Can gross profit be negative and net profit positive?
Jackson Reed
Updated on January 01, 2026
One of the most important calculations that an income statement shows is the gross profit. Gross profit is calculated by subtracting the business’s total direct cost — also called cost of goods sold — from sales revenue. This number can be positive, negative, or neutral (meaning, zero).
Can a business can have a positive gross profit and still have a net loss?
A company can have a larger amount of gross profit, but if the cost to run the business is even higher, there is no net profit. To be a profitable business, a company must have total expenses lower than the gross profit generated by the sales of products and services.
What is the positive gross profit?
The gross profit margin shows how efficient processes are. A positive gross profit margin allows a company to pay for its operating expenses. Unless there were specific changes, gross profit margin should be stable.
What does it mean when gross profit is negative?
Gross profit margin can turn negative when the costs of production exceed total sales. A negative margin can be an indication of a company’s inability to control costs. Gross profit is the revenue earned by a company after deducting the direct costs of producing its products.
Is net profit positive or negative?
Net profit margin is the percentage by which a company’s total revenue exceeds, or is less than, its overall expenses. A positive net profit margin demonstrates that the company is running in profit, whereas a negative ratio indicates that the company is making less money than it is spending.
Is net profit Loss bad?
Having a negative net profit margin can have a positive impact on your tax liability. Because your business pays taxes on net profit, failing to earn a profit entails having no income tax liability. Depending on your business structure, you may even be able to carry forward losses to offset profits in future tax years.
How do you interpret a negative profit margin?
A negative net profit margin results from the “net” part of the equation — the balance between revenue and expenses is off. It means that the money you make from selling your products or services is not enough to cover the cost of making or selling those products or services.
What is negative profit called?
Calculating a Negative Profit Margin A profit margin as a percentage equals the net income or loss for the period, divided by total revenue, times 100. Because a net loss is a negative number in the formula’s numerator, you get a negative percentage result.
What if my net profit is negative?
Can a company lose money?
If you sell your products for too much or too little, your business will lose money. If you set your prices too high, fewer customers will buy your products. But, the prices might be so low that you barely turn a profit. People might be willing to pay more than your ultra-low price.
How do you calculate the net profit or loss?
The formula for calculating net loss is revenue minus expenses equals net loss or net profit.
Can a business can have a positive gross profit and still have a net loss explain and be specific?
Gross profit margin is a ratio that shows a company’s sales and production performance. It is the percentage of revenues remaining after deducting the cost of goods sold, or COGS. A positive gross profit margin allows a company to pay for its operating expenses.
What if net profit is negative?
Is profit negative or positive?
Accounting profit = total revenue – explicit costs. Economic profit can be positive, negative, or zero. If economic profit is positive, there is incentive for firms to enter the market. If profit is negative, there is incentive for firms to exit the market.
Is negative profit margin good?
A negative margin can be an indication of a company’s inability to control costs. On the other hand, negative margins could be the natural consequence of industry-wide or macroeconomic difficulties beyond the control of a company’s management.
Is it possible for gross profit to be negative?
It’s entirely possible for your gross profit to show a significantly positive figure but for your operating or net profit to be low or even negative. However, this doesn’t mean that the calculation is useless. Gross profit is useful for working out the value your business generates from its products or services.
How are gross profit and net profit calculated?
Thankfully, it’s not too difficult to calculate both your gross profit margin and net profit margin. The gross profit margin can be calculated by dividing gross profit by revenue. For example, if a company has revenue of £200,000 with cost of sales of £120,000, the gross profit margin is 40%.

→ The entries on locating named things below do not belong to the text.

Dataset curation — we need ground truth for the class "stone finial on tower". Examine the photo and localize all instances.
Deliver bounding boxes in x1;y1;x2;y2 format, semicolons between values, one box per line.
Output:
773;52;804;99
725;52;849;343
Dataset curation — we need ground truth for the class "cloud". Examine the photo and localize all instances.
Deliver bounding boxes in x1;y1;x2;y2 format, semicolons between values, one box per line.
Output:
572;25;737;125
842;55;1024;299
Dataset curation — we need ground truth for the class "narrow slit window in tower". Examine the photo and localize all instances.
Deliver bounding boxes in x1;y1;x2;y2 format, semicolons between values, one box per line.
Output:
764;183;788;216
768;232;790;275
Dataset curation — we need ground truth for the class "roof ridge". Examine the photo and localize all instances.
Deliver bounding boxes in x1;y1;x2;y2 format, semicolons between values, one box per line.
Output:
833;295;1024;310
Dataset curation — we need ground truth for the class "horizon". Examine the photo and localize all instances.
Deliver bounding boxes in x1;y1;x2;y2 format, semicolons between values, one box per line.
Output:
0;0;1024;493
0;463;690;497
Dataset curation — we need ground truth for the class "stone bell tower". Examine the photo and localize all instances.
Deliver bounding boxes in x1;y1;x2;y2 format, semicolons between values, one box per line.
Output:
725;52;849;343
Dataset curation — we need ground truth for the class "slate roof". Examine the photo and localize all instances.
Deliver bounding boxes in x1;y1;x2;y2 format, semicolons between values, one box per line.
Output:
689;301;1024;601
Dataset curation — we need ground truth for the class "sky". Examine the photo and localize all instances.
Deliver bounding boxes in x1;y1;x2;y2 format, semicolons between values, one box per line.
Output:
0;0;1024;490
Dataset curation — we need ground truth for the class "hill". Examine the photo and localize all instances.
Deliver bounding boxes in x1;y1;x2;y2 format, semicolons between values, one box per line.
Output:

What makes a company have a high gross profit?
Strong gross profits and high margins put you in a better position to cover fixed costs and other irregular expenses that must be taken out in the net profit calculation. Gross margin is the percentage of your revenue converted to gross profits. A high gross margin is a good starting position for achieving positive net income.
What makes up the net profit of a business?
Here is the formula for net profit: Operating expenses, interest, and taxes make up your business’s total expenses. Examples of operating expenses include costs like rent, depreciation, and employee salaries. Using the above example for gross profits, let’s say your business has a gross profit of $8,000 during an accounting period.